Seeing is of course very much a matter of verbalization. Unless I call my attention to what passes before my eyes, I simply won't see it. It is, as Ruskin says, "not merely unnoticed but in the full, clear sense of the word, unseen." ... I have to say the words, describe what I'm seeing. If Tinker Mountain erupted, I'd be likely to notice. But if I want to notice the lesser cataclysms of valley life, I have to maintain in my head a running description of the present. It's not that I'm observant; it's just that I talk too much...
But there is another kind of seeing that involves a letting go. When I see this way I sway transfixed and emptied. The difference between the two ways of seeing is the difference between walking with and without a camera. When I walk with a camera I walk from shot to shot, reading the light on a calibrated meter. When I walk without a camera, my own shutter opens, and the moment's light prints on my own silver gut. When I see this second way I am above all an unscrupulous observer.
The secret of seeing is, then, the pearl of great price.
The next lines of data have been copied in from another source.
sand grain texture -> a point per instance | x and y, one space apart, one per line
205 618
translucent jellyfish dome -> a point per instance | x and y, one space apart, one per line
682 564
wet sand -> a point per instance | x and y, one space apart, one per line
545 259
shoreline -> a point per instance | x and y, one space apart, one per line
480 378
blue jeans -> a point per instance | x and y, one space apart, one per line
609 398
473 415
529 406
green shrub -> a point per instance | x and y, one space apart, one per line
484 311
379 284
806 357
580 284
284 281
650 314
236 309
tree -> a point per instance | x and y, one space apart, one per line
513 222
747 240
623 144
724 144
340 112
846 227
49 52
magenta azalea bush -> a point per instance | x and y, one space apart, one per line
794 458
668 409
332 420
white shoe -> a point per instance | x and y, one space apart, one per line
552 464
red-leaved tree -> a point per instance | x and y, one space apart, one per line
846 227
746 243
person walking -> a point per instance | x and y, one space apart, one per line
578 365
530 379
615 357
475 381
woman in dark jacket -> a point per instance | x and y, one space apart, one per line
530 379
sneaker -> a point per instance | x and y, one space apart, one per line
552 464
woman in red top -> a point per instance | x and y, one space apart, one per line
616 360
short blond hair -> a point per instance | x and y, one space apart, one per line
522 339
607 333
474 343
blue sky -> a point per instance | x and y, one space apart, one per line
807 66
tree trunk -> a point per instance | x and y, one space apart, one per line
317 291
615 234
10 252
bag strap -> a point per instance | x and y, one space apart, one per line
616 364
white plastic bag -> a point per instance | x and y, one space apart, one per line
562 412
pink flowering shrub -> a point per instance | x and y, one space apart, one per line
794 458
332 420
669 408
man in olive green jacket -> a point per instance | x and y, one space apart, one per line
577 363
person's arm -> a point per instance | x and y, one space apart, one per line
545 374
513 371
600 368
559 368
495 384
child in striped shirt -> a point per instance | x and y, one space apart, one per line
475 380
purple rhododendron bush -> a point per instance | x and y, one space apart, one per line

If I thought he could teach me to find it and keep it forever I would stagger barefoot across a hundred deserts after any lunatic at all. But although the pearl may be found, it may not be sought. The literature of illumination reveals this above all: although it comes to those who wait for it, it is always, even to the most practiced and adept, a gift and a total surprise. I return from one walk knowing where the killdeer nests in the field by the creek and the hour the laurel blooms. I return from the same walk a day later scarcely knowing my own name... I cannot cause light; the most I can do is try to put myself in the path of its beam. It is possible, in deep space, to sail on solar wind. Light, be it particle or wave, has force: you rig a giant sail and go. The secret to seeing is to sail on solar wind. Hone and spread your spirit till you yourself are a sail, whetted, translucent, broadside to the merest puff.